Tactical significance of the Panging Tso

  • By itself, the lake does not have major tactical significance. But it lies in the path of the Chushul approach, one of the main approaches that China can use for an offensive into Indian-held territory.
  • Indian assessments show that a major Chinese offensive, if it comes, will flow across both the north and south of the lake.
  • During the 1962 war, this was where China launched its main offensive.
  • Over the years, the Chinese have built motorable roads along their banks of the Pangong Tso.
    Even during peacetime, the difference in perception over where the LAC lies on the northern bank of the lake, makes this contested terrain.
  • In 1999, when the Army unit from the area was moved to Kargil for Operation Vijay, China took the opportunity to build 5 km of road inside Indian territory along the lake’s bank.

Fingers in the lake

The barren mountains on the lake’s northern bank, called the Chang Chenmo, jut forward in major spurs, which the Army calls “fingers”.

India claims that the LAC is coterminous with Finger 8, but it physically controls area only up to Finger 4.

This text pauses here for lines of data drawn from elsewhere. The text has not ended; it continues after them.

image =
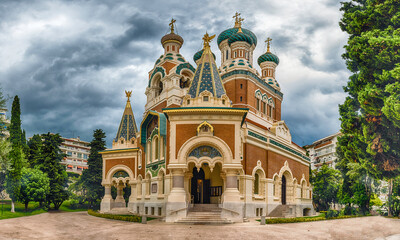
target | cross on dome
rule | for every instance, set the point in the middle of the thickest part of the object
(171, 25)
(207, 39)
(268, 41)
(128, 94)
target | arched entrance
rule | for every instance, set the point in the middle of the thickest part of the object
(206, 185)
(283, 190)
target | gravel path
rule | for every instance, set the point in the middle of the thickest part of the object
(80, 225)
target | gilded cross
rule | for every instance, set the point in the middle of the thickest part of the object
(268, 41)
(128, 94)
(171, 25)
(207, 39)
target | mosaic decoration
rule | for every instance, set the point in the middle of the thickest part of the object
(245, 72)
(183, 66)
(231, 31)
(193, 86)
(122, 174)
(205, 151)
(158, 69)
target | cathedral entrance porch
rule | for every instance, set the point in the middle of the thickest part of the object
(205, 186)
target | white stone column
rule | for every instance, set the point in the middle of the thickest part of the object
(107, 201)
(132, 197)
(119, 200)
(231, 198)
(176, 203)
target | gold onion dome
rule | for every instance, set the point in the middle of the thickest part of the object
(172, 37)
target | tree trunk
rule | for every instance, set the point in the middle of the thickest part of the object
(12, 206)
(390, 197)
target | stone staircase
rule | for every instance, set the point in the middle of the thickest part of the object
(204, 214)
(286, 211)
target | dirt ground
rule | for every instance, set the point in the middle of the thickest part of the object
(80, 225)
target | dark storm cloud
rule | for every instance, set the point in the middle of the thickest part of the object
(70, 61)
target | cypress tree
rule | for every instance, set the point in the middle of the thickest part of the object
(92, 177)
(49, 163)
(16, 156)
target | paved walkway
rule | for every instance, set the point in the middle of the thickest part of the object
(80, 225)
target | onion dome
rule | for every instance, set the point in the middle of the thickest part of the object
(240, 36)
(232, 31)
(268, 57)
(206, 77)
(198, 55)
(172, 37)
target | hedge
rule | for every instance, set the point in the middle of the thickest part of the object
(128, 218)
(306, 219)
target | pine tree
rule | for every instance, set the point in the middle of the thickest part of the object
(16, 155)
(34, 155)
(371, 114)
(49, 163)
(91, 178)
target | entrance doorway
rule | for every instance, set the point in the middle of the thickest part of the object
(206, 186)
(283, 190)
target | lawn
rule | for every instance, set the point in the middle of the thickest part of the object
(5, 210)
(33, 209)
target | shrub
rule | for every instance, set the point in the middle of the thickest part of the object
(332, 213)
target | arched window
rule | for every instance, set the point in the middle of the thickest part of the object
(257, 103)
(270, 111)
(155, 149)
(256, 183)
(264, 107)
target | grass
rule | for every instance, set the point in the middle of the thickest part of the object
(320, 217)
(66, 207)
(128, 218)
(33, 209)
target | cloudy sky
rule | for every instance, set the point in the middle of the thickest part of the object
(70, 61)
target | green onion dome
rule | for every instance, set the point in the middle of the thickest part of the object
(268, 57)
(171, 37)
(231, 31)
(240, 37)
(198, 55)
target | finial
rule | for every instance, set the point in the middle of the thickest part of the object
(268, 41)
(238, 20)
(171, 25)
(128, 94)
(207, 39)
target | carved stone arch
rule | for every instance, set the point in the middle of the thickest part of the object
(258, 94)
(258, 167)
(117, 168)
(264, 97)
(271, 102)
(198, 141)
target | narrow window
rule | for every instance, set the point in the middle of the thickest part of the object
(264, 108)
(256, 183)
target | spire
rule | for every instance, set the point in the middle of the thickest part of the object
(127, 128)
(268, 41)
(171, 25)
(207, 77)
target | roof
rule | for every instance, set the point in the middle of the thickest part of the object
(127, 128)
(207, 77)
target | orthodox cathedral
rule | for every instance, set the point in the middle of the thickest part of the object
(211, 139)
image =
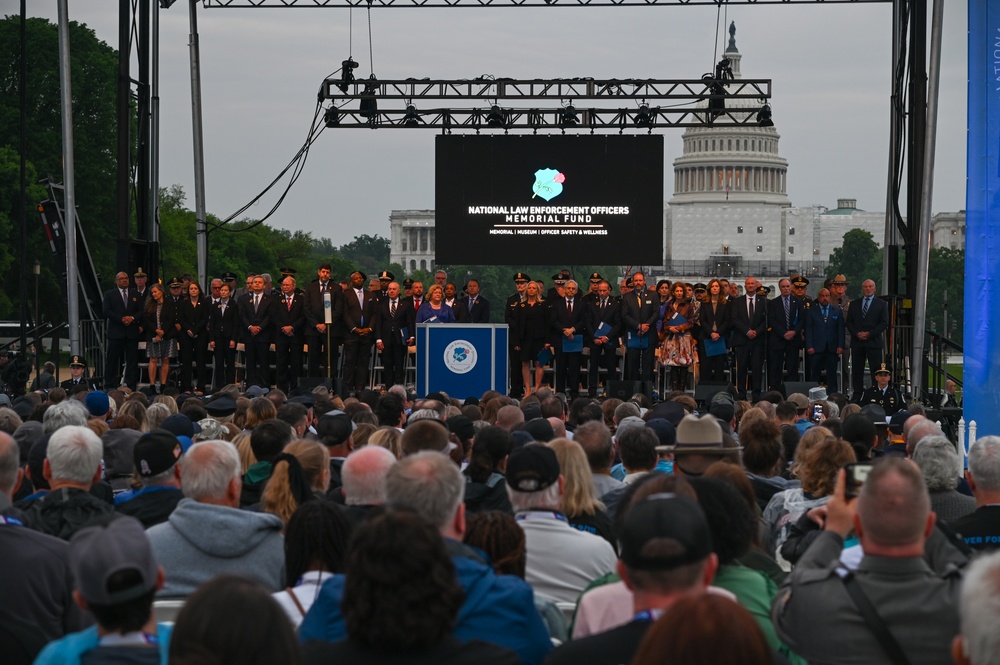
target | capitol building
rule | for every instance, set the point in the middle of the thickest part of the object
(730, 215)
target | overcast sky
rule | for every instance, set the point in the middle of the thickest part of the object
(262, 68)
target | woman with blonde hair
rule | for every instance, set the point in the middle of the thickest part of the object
(301, 473)
(389, 438)
(582, 509)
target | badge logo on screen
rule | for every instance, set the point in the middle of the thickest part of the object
(460, 356)
(548, 183)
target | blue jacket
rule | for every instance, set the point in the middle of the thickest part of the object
(498, 608)
(69, 649)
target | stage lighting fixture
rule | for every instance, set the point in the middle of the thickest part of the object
(764, 116)
(347, 68)
(644, 118)
(568, 117)
(369, 106)
(496, 117)
(412, 118)
(331, 117)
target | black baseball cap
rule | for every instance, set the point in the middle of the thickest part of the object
(663, 532)
(532, 468)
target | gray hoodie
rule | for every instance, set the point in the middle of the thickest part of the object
(201, 541)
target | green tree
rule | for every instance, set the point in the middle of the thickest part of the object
(946, 277)
(858, 258)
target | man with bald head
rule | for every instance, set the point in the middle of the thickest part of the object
(122, 309)
(910, 573)
(749, 328)
(867, 319)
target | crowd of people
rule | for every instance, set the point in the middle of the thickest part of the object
(686, 332)
(390, 527)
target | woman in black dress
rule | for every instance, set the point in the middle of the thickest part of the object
(194, 315)
(532, 334)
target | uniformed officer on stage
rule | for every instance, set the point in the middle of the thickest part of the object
(510, 318)
(882, 393)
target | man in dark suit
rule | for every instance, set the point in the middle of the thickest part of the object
(359, 321)
(123, 310)
(786, 316)
(289, 319)
(568, 321)
(473, 308)
(318, 333)
(223, 333)
(394, 316)
(604, 310)
(511, 307)
(749, 325)
(640, 308)
(255, 317)
(867, 318)
(825, 339)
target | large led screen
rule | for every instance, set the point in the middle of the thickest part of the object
(594, 200)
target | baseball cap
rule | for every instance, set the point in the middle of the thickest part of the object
(97, 403)
(97, 553)
(334, 428)
(663, 532)
(156, 451)
(532, 468)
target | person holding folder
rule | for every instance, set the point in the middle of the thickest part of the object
(677, 346)
(713, 317)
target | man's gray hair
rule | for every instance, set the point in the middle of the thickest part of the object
(984, 463)
(363, 475)
(67, 413)
(10, 462)
(547, 498)
(74, 453)
(980, 611)
(936, 457)
(428, 483)
(207, 468)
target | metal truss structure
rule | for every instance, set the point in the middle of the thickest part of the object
(578, 104)
(342, 4)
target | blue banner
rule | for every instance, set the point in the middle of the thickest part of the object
(981, 389)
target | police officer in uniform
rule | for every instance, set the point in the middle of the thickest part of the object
(511, 307)
(78, 376)
(883, 393)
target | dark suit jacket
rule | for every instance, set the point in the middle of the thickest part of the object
(874, 323)
(261, 317)
(611, 315)
(776, 319)
(720, 319)
(388, 328)
(194, 318)
(824, 336)
(480, 312)
(635, 313)
(115, 310)
(224, 327)
(313, 307)
(560, 318)
(355, 316)
(740, 323)
(281, 316)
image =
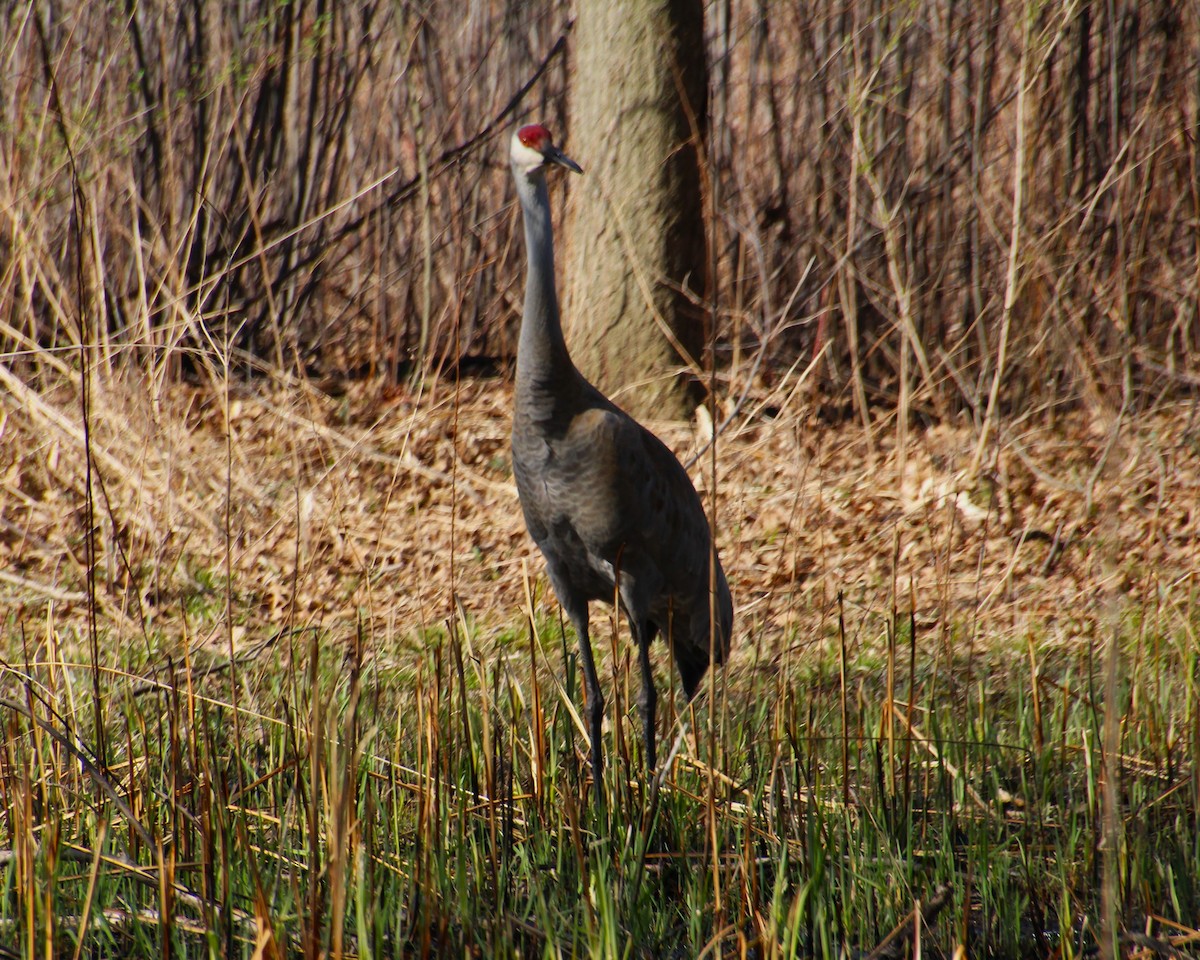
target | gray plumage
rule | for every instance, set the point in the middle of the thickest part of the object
(603, 497)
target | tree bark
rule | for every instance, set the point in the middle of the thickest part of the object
(636, 246)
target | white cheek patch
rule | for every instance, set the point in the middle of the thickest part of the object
(526, 156)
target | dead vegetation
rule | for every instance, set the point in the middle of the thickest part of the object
(389, 504)
(957, 258)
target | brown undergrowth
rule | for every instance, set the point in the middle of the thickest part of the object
(384, 505)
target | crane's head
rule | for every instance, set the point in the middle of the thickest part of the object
(533, 148)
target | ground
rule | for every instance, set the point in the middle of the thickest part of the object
(385, 503)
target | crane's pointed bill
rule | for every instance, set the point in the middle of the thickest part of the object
(553, 155)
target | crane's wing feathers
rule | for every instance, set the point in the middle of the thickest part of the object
(605, 498)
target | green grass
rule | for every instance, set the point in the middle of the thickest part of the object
(331, 797)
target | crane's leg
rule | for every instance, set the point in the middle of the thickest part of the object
(648, 699)
(595, 699)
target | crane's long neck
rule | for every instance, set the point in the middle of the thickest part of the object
(544, 367)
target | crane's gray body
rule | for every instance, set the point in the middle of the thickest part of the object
(609, 505)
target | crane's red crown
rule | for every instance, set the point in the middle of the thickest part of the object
(535, 137)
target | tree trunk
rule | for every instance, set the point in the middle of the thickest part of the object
(636, 244)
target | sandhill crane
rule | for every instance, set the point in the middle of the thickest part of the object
(609, 505)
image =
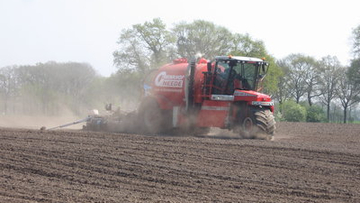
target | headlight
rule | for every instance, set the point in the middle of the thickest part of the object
(258, 103)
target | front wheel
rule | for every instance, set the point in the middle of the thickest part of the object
(256, 123)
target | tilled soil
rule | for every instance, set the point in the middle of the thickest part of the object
(305, 163)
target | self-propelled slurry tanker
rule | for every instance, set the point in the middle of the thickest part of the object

  • Chinese use light vehicles on the road to patrol up to Finger 2, which has a turning point for their vehicles.
  • If they are confronted and stopped by an Indian patrol in between, asking them to return, it leads to confusion, as the vehicles can’t turn back.

The Chinese have now stopped the Indian soldiers moving beyond Finger 2.

Confrontation on the water

  • On the water, the Chinese had a major advantage until a few years ago — their superior boats could literally run circles around the Indian boats.
  • But India purchased better Tampa boats some eight years ago, leading to a quicker and more aggressive response.

Out of bounds for tourists

  • Tourists were not allowed at all at Pangong Tso until 1999, and even today, you need to obtain an Inner Line Permit from the office of the Deputy Commissioner at Leh.
  • Tourists are only allowed up to Spangmik village, around 7 km into the lake.